What is Midwifery?
Midwife means "with woman". To midwives and their clients, pregnancy and birth are normal, healthy life events. Midwifery promotes normal childbirth and the prevention of health problems. In 1994, midwifery became an integrated part of the Ontario healthcare system and is provided free of charge to residents of the province. Midwives provide care in both the hospital and home setting.
A midwife is a primary caregiver, which means that she can provide all the care necessary for a healthy woman and her baby throughout pregnancy, birth and for six weeks afterward. Midwives refer women and babies to family doctors or specialist doctors like obstetricians and pediatricians if the care becomes complicated. Even if care is transferred to a doctor at the birth, midwives will remain involved in the care as a support to the mother and baby. As primary caregivers, midwives do the following:
- care for healthy, pregnant women and their babies
- see women for all prenatal visits and give prenatal education
- order laboratory and ultrasound testing if needed
- arrange for consultations with or transfers to doctors if needed
- give some medications during pregnancy, labour, birth and the postpartum (after birth) period if needed
- take responsibility for primary care during labour, birth and postpartum including delivering the baby
- examine the newborn and care for mothers and babies for six weeks after the birth
You do not need a referral from a physician to use midwifery services; you can call us directly. However, it is best to call as early in pregnancy as possible to ensure that we have space for you.
There are currently over 400 midwives registered with the College of Midwives of Ontario.
What are the principles of midwifery care?

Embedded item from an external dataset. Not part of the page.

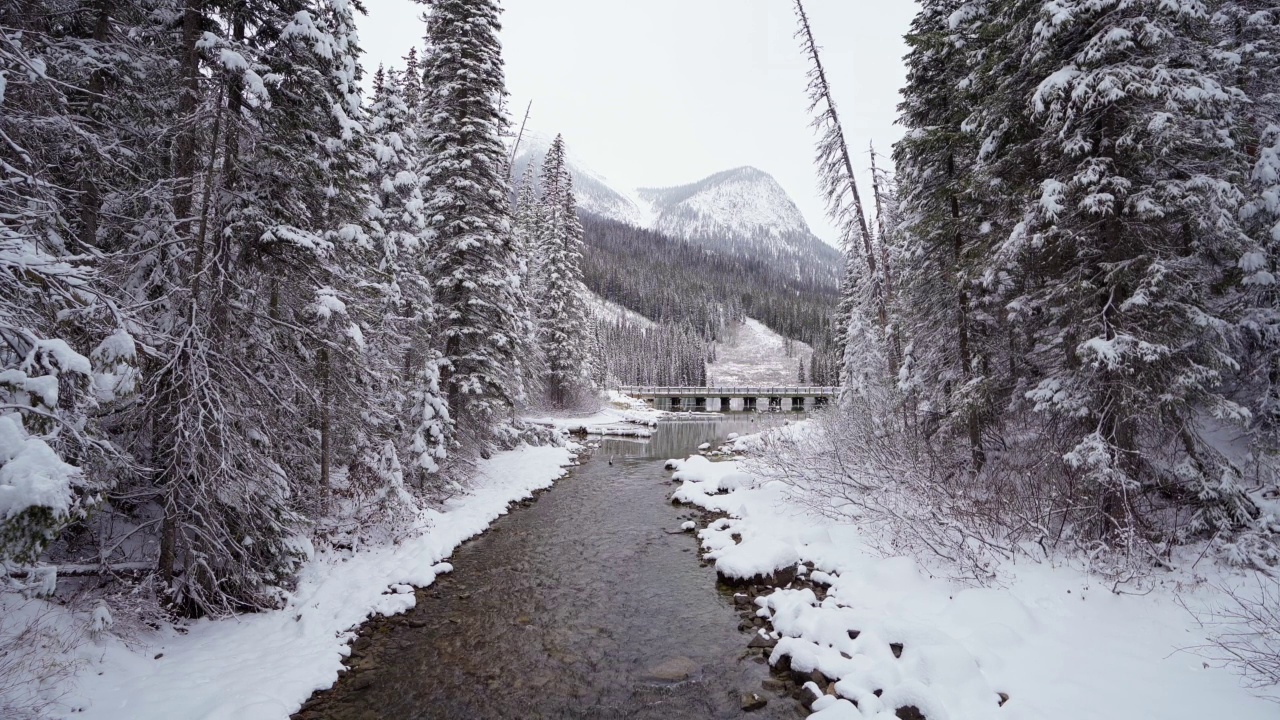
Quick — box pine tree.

There are three important principles of midwifery care:
Continuity of Care
Midwives usually work in small groups and are on 24-hour call. A pregnant woman will get to know a small group of midwives (2-4) to ensure that she is comfortable and familiar with the caregivers who will attend her birth. Generally, two midwives will attend each birth and share the care throughout the pregnancy, labour, birth and after the birth for six weeks. They will offer education, counselling, advocacy and emotional support. Each midwife will take the time to build a relationship of trust and safety with each woman. If medical problems develop during pregnancy, labour, birth or postpartum, midwives work closely with specialist physicians and nursing staff.

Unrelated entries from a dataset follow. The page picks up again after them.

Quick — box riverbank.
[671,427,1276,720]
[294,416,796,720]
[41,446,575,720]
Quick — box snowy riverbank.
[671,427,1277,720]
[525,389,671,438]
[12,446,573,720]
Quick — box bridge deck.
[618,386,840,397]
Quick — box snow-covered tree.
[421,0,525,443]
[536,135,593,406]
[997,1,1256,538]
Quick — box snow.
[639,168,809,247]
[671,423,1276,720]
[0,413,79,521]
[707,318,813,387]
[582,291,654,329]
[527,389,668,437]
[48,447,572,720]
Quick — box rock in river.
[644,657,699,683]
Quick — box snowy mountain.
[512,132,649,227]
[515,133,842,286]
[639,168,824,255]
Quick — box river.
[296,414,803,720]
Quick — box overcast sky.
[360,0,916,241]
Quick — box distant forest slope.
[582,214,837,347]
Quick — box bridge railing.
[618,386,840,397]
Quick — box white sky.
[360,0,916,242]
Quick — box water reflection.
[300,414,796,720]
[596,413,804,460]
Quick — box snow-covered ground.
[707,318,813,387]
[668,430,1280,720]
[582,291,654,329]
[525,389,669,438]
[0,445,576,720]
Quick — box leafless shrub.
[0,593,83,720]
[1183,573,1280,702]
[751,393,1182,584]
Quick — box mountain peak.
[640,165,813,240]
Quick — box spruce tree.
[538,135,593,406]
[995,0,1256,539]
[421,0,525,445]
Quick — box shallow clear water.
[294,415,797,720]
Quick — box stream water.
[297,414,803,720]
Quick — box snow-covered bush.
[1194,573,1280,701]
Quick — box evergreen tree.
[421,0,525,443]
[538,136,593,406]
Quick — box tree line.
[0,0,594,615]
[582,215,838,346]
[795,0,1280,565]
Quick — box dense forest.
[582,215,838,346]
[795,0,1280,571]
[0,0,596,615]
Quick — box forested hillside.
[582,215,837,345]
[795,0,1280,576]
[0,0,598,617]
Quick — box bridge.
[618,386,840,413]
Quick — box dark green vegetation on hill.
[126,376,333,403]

Midwives encourage each woman to take an active part in her care throughout her pregnancy and birth and will provide information to each woman so that she can make choices about her care. Midwives provide sufficient time during prenatal care to discuss questions about important issues like nutrition, birth plans, breastfeeding and parenting. Midwives recognize and support the mother as the main decision-maker.
Choice of Birthplace
The pregnant woman chooses whether she wants to give birth in a hospital or at home under the primary care of the midwife. Midwives are trained to attend births in both places as well as to help individual women choose the safest place for them. Many women who opt to have a hospital birth spend time at home with their midwife before going to hospital.
A midwife's training prepares her to be responsible for decisions about labour, delivery, postpartum and newborn care both at home or in hospital. A midwife works closely with other community midwives, doctors and nurses to maintain a high standard of care.